AgroVG: A Large-Scale Multi-Source Benchmark for Agricultural Visual Grounding

Visual grounding, the task of localizing objects described by natural-language expressions, is a foundational capability for agricultural AI systems, enabling applications such as selective weeding, disease monitoring, and targeted harvesting. Reliable evaluation of agricultural visual grounding remains challenging because agricultural targets are often small, repetitive, occluded, or irregularly shaped, and instructions may refer to one, many, or no objects in an image. Evaluating this capability therefore requires jointly testing localization accuracy, target-set completeness, and existence-aware abstention. To address these challenges, we introduce \textbf{AgroVG}, a multi-source benchmark that formulates agricultural grounding as generalized set prediction: given an image and a referring expression, a model must return all matching target instances or abstain when no target is present. AgroVG contains 10{,}071 annotation-grounded image-query pairs from ten source datasets across six target families: crop/weed, fruit, wheat head, pest, plant disease, and tree canopy. It supports bounding-box grounding (T1) across all six families and instance-mask grounding (T2) on sources with reliable instance-level pixel annotations, with queries covering single-target, multi-target, and target-absent regimes. AgroVG further provides task-specific protocols for box-set matching and query-level mask coverage. Zero-shot evaluation of 26 model configurations spanning closed-source MLLMs, open-source VLMs, and specialized grounding systems reveals persistent gaps: the best multi-target Set-$F_1$ reaches only 0.35, and the best positive-query mask success rate at IoU@0.75 remains below 0.17. Data and code are available at https://anonymous.4open.science/r/AgroVG-5172/ .

Summary

Main Finding

AgroVG is a new, multi-source benchmark framing agricultural visual grounding as a generalized set-prediction problem (return all matching instances or abstain).

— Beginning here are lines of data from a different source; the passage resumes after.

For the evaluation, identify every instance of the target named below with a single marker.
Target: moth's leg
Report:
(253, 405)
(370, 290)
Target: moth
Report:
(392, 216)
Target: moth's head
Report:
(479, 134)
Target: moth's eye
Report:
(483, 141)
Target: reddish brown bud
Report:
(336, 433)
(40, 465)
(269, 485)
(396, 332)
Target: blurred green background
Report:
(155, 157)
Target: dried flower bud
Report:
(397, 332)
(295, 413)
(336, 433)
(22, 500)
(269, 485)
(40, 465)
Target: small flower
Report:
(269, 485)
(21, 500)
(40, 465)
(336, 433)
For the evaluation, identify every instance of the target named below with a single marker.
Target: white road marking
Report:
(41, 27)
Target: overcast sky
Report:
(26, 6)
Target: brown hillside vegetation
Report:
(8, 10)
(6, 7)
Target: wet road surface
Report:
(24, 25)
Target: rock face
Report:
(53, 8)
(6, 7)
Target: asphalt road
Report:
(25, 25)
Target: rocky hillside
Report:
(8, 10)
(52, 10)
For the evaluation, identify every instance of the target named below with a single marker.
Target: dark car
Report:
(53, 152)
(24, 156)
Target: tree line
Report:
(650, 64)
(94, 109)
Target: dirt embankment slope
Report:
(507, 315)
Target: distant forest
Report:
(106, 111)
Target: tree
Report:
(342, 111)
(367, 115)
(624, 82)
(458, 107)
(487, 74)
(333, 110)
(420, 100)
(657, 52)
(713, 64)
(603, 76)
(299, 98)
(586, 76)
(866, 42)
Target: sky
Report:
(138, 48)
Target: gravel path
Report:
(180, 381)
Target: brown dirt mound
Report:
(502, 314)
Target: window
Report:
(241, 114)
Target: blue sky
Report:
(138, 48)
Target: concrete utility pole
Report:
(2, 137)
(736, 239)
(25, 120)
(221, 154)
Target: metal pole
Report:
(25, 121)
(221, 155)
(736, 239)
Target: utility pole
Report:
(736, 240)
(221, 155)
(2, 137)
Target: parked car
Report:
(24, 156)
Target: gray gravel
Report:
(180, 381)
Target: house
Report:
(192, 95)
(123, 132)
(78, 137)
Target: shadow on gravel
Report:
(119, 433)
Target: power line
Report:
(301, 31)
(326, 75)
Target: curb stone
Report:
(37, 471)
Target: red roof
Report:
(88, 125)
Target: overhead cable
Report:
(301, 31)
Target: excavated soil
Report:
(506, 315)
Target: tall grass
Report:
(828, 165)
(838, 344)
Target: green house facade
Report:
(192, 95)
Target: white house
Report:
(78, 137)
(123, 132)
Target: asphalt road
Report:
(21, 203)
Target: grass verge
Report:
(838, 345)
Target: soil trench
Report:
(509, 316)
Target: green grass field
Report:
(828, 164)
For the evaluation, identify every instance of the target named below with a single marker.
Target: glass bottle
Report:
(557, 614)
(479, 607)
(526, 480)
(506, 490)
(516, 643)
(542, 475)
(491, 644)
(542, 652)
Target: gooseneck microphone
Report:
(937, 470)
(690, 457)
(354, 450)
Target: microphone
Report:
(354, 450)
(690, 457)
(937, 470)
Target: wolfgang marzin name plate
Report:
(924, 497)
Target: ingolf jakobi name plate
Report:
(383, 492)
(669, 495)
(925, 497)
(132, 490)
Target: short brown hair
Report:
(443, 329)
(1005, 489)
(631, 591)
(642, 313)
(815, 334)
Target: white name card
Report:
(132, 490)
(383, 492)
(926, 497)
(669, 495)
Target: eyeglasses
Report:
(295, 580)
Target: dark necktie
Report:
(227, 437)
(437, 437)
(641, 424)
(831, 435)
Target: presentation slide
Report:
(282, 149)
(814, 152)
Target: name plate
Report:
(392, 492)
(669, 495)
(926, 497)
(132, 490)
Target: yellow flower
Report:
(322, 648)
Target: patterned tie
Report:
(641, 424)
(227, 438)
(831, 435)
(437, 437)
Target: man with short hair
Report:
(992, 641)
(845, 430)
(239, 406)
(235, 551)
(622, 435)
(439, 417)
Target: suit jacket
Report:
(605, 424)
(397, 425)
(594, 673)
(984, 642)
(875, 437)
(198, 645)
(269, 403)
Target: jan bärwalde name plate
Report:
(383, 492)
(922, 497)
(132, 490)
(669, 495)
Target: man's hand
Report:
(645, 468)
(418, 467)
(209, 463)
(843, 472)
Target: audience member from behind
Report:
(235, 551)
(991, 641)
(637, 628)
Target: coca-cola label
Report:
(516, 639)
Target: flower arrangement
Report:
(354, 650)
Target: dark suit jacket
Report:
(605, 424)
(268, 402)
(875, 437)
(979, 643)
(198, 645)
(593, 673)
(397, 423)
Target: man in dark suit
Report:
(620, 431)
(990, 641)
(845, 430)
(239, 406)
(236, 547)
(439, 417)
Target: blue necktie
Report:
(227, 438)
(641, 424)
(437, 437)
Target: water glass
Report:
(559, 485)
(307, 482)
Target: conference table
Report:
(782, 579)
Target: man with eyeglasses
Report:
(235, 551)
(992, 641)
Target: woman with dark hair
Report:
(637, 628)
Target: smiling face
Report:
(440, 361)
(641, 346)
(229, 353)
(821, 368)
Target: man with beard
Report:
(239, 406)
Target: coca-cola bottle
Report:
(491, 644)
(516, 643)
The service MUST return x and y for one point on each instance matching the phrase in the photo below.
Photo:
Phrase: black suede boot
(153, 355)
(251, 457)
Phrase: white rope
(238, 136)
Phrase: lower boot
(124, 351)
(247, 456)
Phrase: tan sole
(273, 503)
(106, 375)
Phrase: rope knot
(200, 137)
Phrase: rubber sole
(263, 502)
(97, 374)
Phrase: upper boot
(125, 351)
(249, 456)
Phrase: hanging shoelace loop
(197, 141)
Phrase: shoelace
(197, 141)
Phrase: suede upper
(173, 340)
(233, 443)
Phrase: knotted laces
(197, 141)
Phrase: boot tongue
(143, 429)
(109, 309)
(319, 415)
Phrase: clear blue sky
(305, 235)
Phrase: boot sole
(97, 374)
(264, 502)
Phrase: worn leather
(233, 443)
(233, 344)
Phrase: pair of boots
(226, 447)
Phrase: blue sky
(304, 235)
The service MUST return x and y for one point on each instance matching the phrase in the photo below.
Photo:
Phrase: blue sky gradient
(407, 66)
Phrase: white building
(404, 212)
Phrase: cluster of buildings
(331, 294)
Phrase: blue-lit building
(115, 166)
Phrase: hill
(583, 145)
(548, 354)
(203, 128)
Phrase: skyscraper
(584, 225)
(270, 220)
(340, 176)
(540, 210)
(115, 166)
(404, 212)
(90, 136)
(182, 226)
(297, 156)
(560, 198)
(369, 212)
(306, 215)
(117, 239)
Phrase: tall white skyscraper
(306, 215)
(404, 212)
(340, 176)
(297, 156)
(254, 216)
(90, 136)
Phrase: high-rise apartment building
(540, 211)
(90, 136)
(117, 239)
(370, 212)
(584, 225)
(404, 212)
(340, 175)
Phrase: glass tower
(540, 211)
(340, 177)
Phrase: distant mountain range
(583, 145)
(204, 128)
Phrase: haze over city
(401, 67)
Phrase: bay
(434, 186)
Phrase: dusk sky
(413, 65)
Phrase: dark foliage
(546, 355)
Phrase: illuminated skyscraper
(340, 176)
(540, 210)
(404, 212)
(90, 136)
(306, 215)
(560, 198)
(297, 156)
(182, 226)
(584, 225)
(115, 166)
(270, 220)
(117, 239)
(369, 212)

It contains 10,071 annotation-grounded image–query pairs drawn from 10 datasets across six agricultural target families, and provides two complementary tasks—T1 bounding-box grounding (all six families) and T2 instance-mask grounding (families with reliable masks). Zero-shot evaluation of 26 model configurations (closed-source MLLMs, open-source VLMs, specialized grounding systems) shows large gaps: best multi-target Set-F1 ≈ 0.35 and best positive-query mask success at IoU@0.75 < 0.17, with frequent failures on multi-target completeness, target-absent abstention (hallucination), and fine-grained mask grounding.

Key Points

Problem framing:
- Agricultural grounding → generalized set-prediction: queries may expect one, many, or zero targets.
- Two output granularities: T1 (boxes) and T2 (instance masks).
- Evaluation regimes: single-target, multi-target (K>1), target-absent (K=0).
Dataset scope:
- 10,071 image–query pairs, from 10 source datasets.
- Six target families: crop/weed, fruit, wheat head, pest, plant disease, tree canopy.
- T1 uses nine sources (all families); T2 uses five mask-capable sources (crop/weed, fruit, plant disease).
- Per-family query counts (approx.): crop/weed 2,335; fruit 2,457; wheat head 1,091; pest 1,255; plant disease 2,358; tree canopy 575.
Construction principles:
- Normalize heterogeneous annotations into a unified instance-level schema.
- Audit-driven sampling to balance sources, families, and instance densities.
- Expert visual review and split-aware query generation so every query is annotation-grounded and verified.
- Do not synthesize masks from boxes; use native masks or mask derivation from pixel-level annotations only.
Evaluation:
- T1: box-set matching protocol (metrics like Set-F1).
- T2: query-level mask coverage protocol (IoU thresholds, per-query success).
- Multi-granularity reporting across regimes, families, sources, and model types.
Performance findings:
- Substantial headroom for improvement—current models struggle especially on multi-instance completeness and high-IoU mask success.
- Models either hallucinate on target-absent queries or over-abstain on positives, indicating calibration/uncertainty issues.

Data & Methods

Sources and normalization:
- Aggregates datasets such as PhenoBench, CropAndWeed, MinneApple, ACFR, MegaFruits, GWHD, IP102, PlantSeg, OAM-TCD, and others.
- Unified instance schema: image metadata, target family, instance ID, bbox, mask reference when available, annotation provenance.
- Masks used only when pixel-level evidence exists; derivation rules applied where appropriate (not from boxes alone).
Sampling and quality control:
- Audit table per image (source, family, queryable instance counts, density buckets, eligibility).
- Source-aware sampling and density stratification to avoid dominance by any single dataset.
- Expert review panels to remove corrupted/ambiguous/low-quality cases.
- Final dev/test splits assigned at image level (no overlap).
Query generation:
- Split-aware, template-based queries covering category-level and fine-grained references (geometric ranks, spatial selection, relative relations, quantification).
- Every positive query is traceable to verified target IDs; target-absent queries are verified empty relative to benchmark annotations.
Evaluation setup:
- Zero-shot evaluation of 26 model configurations: closed-source multi-modal LLMs (MLLMs), open-source vision-language models (VLMs), and specialized grounding systems.
- T1 metrics: set-oriented box matching (Set-F1, precision/recall by set).
- T2 metrics: per-query mask IoU thresholds (e.g., IoU@0.75) and mask coverage statistics.
- Diagnostic breakdowns by target family, regime (single/multi/absent), and instance density.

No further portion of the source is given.